The irrigation system Jack has set up is, in great measure, a necessity because of his labor force. “It’s hard to get anyone to work Saturdays. On Sunday mornings, I’m usually alone. So we try to start early in the week. If it looks like we might need water on the crop over the next week to 10 days, we start early. We’ve found in row watering that if we run water when it isn’t too dry, the water moves quicker and gets off quicker. That means we don’t over water. I think it’s better to run a little early then to wait a little late. Get the water on the field before the cracks are able to open too wide.”
Jack has a sign on his shop door that reads, “’Think, man, think.’ I always want to know where the crop will be 10 days down the road. Watch the forecasts. There’s a big difference in water needs at 75 degrees and at 100 degrees.”
For the last two years, Jack has used some large, ‘H’ valves that he had made. “What we do is divide certain fields into thirds. We run one line of flexible pipe all the way down and lay it on the ground. Then we run another line in front of it about two-thirds of the way down the field. We then use a big ‘H’ valve in the back line and front line. The ‘H’ valve allows us to put water in three spots without ever opening or closing a gate.”
By going with this system, Jack has been able to take out two or three people out of his watering crew.
“I don’t know if the system is any cheaper. But by the end of the summer when things are wild – someone is trying to harvest corn, someone is involved in something else, the football season starts and my irrigation crew goes back to school – the beans still need to be watered and I’m left by myself. This lets me water the beans myself because there’s a pin in the valve. By using that, I can move water to another row.”
It does cost a little more. How much more? It’s really simple, says Jack, if you’ve got a field where the pipe cost $5 an acre, you’ll need to raise that to about $10 per acre. Plus you have to pay for the valve, which can be constructed out of steel or plastic. Jack’s are aluminum so they’re easier to move.

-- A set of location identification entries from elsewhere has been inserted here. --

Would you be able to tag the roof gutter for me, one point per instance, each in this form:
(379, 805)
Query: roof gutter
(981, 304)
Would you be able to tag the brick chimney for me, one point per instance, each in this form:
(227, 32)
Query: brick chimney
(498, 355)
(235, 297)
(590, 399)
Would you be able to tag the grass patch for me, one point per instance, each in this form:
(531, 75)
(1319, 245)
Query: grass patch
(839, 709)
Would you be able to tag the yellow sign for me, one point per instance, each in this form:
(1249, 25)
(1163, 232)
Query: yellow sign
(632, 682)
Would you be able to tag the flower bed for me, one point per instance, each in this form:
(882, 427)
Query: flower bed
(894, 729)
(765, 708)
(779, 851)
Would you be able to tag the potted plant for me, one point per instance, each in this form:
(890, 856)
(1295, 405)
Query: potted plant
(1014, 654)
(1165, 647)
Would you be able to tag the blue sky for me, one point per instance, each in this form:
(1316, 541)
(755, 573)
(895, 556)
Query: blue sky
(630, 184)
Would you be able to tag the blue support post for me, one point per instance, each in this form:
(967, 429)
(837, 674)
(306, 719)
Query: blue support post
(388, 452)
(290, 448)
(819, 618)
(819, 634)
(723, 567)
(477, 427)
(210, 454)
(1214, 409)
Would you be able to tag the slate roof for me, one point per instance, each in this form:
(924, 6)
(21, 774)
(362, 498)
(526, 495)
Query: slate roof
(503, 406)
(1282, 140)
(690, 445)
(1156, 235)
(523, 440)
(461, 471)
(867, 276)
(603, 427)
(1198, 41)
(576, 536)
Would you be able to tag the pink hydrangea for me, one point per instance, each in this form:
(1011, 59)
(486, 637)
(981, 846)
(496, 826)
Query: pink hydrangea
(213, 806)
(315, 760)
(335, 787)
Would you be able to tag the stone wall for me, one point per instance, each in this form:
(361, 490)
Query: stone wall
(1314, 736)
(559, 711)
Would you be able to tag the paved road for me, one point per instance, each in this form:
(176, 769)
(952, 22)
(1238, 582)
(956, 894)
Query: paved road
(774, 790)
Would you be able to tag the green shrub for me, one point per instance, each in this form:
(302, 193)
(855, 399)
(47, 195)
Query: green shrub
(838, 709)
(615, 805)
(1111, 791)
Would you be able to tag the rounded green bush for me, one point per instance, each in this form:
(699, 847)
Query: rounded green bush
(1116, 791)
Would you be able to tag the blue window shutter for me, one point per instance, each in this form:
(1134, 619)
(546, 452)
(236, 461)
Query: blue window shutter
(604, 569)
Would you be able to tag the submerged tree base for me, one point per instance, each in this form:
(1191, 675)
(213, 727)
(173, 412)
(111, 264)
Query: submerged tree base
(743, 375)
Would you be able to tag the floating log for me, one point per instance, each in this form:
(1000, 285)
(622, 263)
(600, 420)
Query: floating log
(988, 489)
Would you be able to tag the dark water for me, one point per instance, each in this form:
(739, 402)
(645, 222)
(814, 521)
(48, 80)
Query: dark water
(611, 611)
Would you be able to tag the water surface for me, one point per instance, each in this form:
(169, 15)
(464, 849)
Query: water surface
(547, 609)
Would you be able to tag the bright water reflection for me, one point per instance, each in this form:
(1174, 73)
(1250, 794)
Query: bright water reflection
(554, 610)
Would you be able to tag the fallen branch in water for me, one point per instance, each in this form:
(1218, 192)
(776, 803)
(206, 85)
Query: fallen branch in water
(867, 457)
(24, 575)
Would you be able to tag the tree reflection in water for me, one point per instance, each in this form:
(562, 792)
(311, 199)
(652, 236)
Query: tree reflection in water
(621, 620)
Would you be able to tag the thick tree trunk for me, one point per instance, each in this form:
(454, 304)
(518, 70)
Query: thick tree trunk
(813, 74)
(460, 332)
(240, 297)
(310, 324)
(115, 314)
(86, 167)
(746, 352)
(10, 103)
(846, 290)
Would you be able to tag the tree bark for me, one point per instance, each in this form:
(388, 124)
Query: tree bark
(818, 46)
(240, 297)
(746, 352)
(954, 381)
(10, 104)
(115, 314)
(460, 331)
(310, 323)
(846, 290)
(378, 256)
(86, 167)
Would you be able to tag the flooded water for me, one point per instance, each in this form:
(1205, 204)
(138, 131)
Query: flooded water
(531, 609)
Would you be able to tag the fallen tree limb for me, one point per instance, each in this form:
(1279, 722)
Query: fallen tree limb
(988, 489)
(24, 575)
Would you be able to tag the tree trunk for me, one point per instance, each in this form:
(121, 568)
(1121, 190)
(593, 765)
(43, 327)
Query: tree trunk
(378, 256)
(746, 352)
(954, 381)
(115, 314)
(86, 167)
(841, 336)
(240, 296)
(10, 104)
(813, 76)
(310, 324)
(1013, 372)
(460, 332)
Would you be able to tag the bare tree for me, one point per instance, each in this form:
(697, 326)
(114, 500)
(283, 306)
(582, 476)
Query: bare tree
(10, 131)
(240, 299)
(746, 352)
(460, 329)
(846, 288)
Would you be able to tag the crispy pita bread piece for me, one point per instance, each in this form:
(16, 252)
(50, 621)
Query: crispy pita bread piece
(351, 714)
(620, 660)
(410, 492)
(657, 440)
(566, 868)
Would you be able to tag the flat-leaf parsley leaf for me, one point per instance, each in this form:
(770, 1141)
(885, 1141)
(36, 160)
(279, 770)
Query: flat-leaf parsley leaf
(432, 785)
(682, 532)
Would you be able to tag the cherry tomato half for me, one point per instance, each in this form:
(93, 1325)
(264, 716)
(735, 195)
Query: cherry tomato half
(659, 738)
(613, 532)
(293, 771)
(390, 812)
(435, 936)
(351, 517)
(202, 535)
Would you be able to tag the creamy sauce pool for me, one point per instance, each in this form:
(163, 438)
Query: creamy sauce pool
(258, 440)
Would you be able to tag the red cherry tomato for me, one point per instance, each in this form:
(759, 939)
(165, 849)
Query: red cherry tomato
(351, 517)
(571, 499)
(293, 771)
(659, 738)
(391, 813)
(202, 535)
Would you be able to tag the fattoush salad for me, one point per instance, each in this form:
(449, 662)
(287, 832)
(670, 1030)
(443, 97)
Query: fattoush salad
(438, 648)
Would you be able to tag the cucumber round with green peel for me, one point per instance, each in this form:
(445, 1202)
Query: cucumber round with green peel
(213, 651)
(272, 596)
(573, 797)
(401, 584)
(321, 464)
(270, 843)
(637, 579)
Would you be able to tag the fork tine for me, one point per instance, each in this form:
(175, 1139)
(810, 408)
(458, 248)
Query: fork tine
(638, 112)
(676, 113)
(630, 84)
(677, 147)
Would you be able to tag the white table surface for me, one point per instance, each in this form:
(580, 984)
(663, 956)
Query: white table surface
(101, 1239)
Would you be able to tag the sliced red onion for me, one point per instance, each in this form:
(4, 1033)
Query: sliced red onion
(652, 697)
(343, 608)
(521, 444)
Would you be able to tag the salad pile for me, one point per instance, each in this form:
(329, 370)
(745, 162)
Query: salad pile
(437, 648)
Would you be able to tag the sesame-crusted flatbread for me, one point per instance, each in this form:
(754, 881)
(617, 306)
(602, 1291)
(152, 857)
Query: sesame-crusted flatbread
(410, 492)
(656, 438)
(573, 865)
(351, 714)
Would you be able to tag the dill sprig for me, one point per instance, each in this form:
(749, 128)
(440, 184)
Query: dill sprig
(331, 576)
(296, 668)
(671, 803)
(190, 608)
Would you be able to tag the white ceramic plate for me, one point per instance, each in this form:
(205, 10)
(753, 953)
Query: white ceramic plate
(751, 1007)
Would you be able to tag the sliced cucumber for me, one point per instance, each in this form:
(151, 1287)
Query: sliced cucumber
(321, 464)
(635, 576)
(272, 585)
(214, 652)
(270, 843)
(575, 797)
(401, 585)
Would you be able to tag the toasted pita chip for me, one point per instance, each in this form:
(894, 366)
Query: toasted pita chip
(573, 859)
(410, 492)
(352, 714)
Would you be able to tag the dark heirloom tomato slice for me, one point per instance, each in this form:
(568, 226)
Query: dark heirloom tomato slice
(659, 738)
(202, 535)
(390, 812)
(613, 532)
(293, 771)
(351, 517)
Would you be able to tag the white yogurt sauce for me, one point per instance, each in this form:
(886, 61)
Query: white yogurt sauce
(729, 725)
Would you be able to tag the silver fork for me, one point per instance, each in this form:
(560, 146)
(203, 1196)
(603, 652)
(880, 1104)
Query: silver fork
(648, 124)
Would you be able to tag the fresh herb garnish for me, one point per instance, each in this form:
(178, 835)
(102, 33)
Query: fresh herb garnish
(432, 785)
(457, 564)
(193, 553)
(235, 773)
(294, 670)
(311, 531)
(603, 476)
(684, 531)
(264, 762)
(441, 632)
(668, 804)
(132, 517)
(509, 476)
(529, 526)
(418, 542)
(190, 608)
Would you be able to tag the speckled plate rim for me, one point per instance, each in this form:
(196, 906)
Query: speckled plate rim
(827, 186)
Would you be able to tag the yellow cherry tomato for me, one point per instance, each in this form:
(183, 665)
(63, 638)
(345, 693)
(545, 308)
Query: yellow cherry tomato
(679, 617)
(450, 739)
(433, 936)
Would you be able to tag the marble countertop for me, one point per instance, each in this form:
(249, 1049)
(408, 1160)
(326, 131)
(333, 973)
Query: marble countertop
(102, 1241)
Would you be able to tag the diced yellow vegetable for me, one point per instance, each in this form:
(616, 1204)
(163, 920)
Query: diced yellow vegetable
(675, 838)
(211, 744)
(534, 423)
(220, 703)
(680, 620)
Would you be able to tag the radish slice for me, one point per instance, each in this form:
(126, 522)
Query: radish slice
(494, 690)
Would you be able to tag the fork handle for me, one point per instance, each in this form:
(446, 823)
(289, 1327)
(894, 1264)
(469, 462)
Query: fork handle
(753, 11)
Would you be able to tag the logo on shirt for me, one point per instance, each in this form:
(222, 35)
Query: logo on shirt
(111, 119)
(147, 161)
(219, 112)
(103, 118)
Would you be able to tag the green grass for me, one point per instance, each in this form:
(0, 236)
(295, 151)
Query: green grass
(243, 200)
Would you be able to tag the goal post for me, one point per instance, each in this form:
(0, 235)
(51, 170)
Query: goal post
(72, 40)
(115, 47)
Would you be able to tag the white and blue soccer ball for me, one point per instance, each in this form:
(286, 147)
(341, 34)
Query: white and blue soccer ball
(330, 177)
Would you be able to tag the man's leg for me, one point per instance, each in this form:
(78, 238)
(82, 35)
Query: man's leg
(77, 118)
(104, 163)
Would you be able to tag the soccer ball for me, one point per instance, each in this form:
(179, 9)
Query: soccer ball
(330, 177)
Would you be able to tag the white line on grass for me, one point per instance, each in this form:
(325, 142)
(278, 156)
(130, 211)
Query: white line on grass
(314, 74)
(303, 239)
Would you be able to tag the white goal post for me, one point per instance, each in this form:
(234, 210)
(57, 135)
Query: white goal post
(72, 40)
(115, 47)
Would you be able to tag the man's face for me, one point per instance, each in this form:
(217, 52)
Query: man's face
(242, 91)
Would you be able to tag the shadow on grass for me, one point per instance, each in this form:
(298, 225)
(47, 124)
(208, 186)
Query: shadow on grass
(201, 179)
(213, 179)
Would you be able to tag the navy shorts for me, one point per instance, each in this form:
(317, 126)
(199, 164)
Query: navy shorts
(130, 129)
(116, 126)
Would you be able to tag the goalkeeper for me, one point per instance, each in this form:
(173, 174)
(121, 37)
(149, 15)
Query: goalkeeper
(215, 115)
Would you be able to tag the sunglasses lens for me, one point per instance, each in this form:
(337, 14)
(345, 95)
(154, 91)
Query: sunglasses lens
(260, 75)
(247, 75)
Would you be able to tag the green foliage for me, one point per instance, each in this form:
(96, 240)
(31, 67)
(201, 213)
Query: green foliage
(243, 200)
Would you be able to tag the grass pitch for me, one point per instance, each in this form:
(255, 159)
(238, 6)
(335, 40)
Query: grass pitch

“The big thing about irrigation is management. The worst thing I ever heard someone say regarding this is, ‘Man, I don’t want to worry about watering these cheap soybeans.’ Well, if you’re not thinking about watering soybeans in July, you probably shouldn’t have planted and started watering them at all. If you’re going to water beans, you should start planning early – get everything laid out and dug. Once that’s done, you can hope you never have to run the system. But even with an extremely wet year, I still ended up irrigating everything at least once.”